Not everyone gets to sit in on one of Onus Records’ “Quality Control Meetings.” You have to be part of Onus Records CEO Tommy Globbit’s inner circle, like his dentist or tree trimmer. Sometimes you have to be an unpaid intern. Or else you’re lucky enough to write for The Arrowhead Community Ledger (yeah, I know you’ve never heard of it) and you’ve got the man himself hungry for some media attention and inviting you to a closed door session.
But today, no one is loving this Monday meeting, especially since it has spilled over to Tuesday and the coffee maker isn’t working. Every once in a while, Globbit gets a wild hair about what kind of music the world needs now, what it’s already got too much of and what music will sell the day this non-profit label decides to not operate in the minus. Today he’s armed with charts, graphs and theories.
“Songs with girl’s names always sell.
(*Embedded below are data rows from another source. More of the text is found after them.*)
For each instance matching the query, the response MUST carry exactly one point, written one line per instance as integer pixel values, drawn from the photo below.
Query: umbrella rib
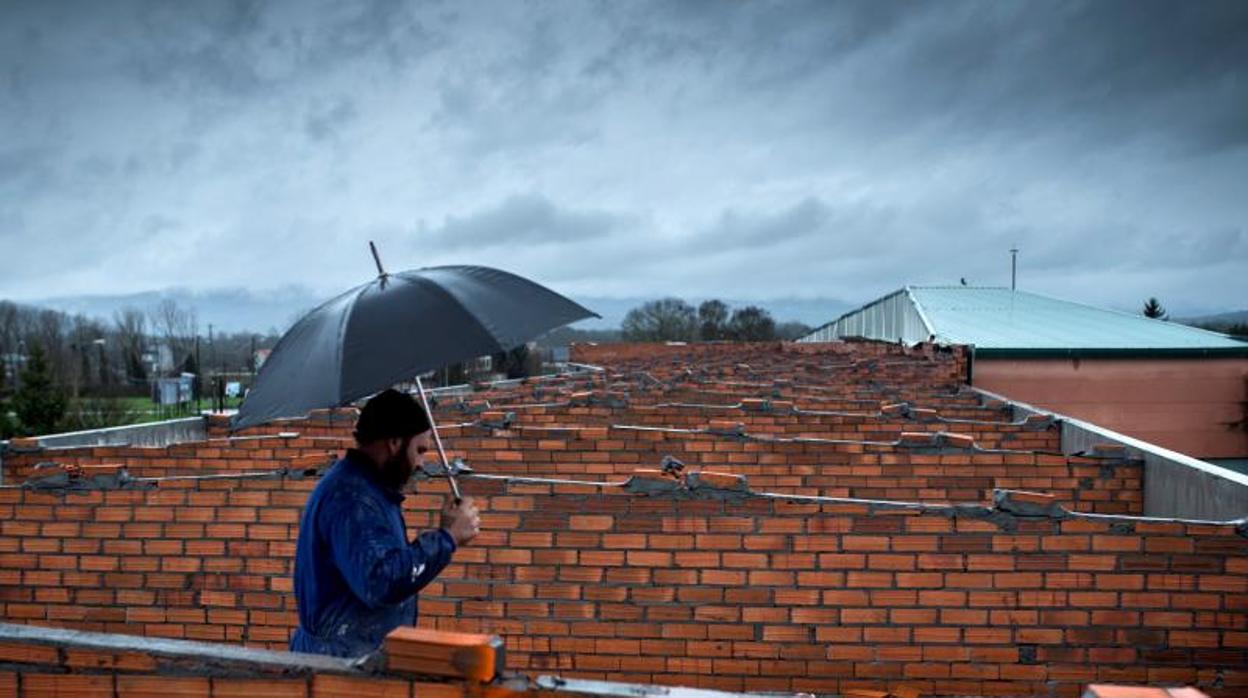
(489, 331)
(341, 344)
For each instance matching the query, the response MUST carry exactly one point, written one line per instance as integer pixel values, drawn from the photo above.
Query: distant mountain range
(241, 310)
(1236, 317)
But song’s with guys’ names? Not so much. Everybody bought the Monkees’ record “Valerie,” but nobody bought “She’s Movin’ in with Rico,” see what I mean?”
Like most of these meetings, the yard groomers and peers of Globbit’s age group nod in agreement while the interns have no idea who these artists of 40 and 50 year pedigrees are. Last week he brought up The Ink Spots and was being totally serious about the lack of songs about glow worms.
After going off on the girl’s name tangent, Globbit shifts gears and is back to asking the interns about summer songs they like.
“I thought you were going to bring me examples of summer songs. All I’m getting are these depressing drones.” he sighs.
“These are the summer songs,” says Natalie, pointing to an online blog theorizing which chartblazer is going to be THE summer song of 2016. ”
“Aww,” grunts Globbit. “Does Pharell have to be sued again before we can get another song that sounds like summer? That Drake song could’ve come out in the dead of winter. What’s so summer about it?”
“Well, it’s kinda depressing, like this summer.” says Cathy, looking up from her iPhone.
“What about this one?” asks Annette before playing the recent Justin Timberlake single. “It mentions sunshine once.”
“I’ll grant you, that’s a fun sounding song. But it’ll remind people of Michael Jackson and ultimately make them despondent. It’s too soon.”
“But he’s been dead for five years,” the gardener pipes in
“Yeah but it’s only been six months since they published the police reports of his little cherub pornography stash. I’m sick of these glum anthems. I want songs about the beach, rubbing some sun tan-lotion on a curvy girl’s back, picnics in the park. Just enjoying the outdoors.”
“This is Arizona,” counters the tree trimmer. “Everyone is enjoying air-conditioning. No one picnics in the park.”
“Pascal, that’s because there are no songs about picnicking in the park or taking a walk to suggest such jollity! Used to be Top 40 would always mark the passing of the seasons. There’d be songs about Mom timed for mother’s day. Songs about snow when it was winter. I just want a goddamned song I can paddleboast to.”
“Maybe,” says Natalie, “you can get No Volcano to write a vacation song, like, those guys have kids. If they had a song called “Are We There Yet?” it might do real well with station wagon owners.”
“I already thought of that. Their album isn’t due till the fall. But I hipped them to this theory about acknowledging the seasons and they’re gonna have plenty of songs about jack-o-lanterns and foliage.And one about the Pilgrims.”
Globbit sifts unhappily through a pile of CDs. “What about this one?” he ask before cuing up a track by Serene Dominic called “If Tallulah Were Mine.”
“I can see paddle boating to this. It’s lazy and hazy. But goodtimey. Like jugband music.”
The interns suddenly perk up , thinking that the meeting could devolve into a session of binge drinking on the company’s dime.”
“There’s even a jug being hit on it, it says here. OK, let’s make that one Single of The Weekend next. See if we can change someone’s mind about summer music. It shouldn’t be glum and bummer. It should be…”
“Lazy and hazy,” everyone dutifully mumbled back after Globbit writes those very words on the erase board.
“Like ‘In The Summertime,'” says the gardener, singing the 1970 summer hit with a Venezuelan accent.
Just then Globbit turns to Annette from the art department. “See what you can do about sprucing up Serene’s look. He looks like an evil Donald Pleasance when he’s not smiling. Male him look fun. Give him a Mungo Jerry hair makeover.”
When the girls roll their eyes, he knew what it felt like to be the oldest living thing in the room.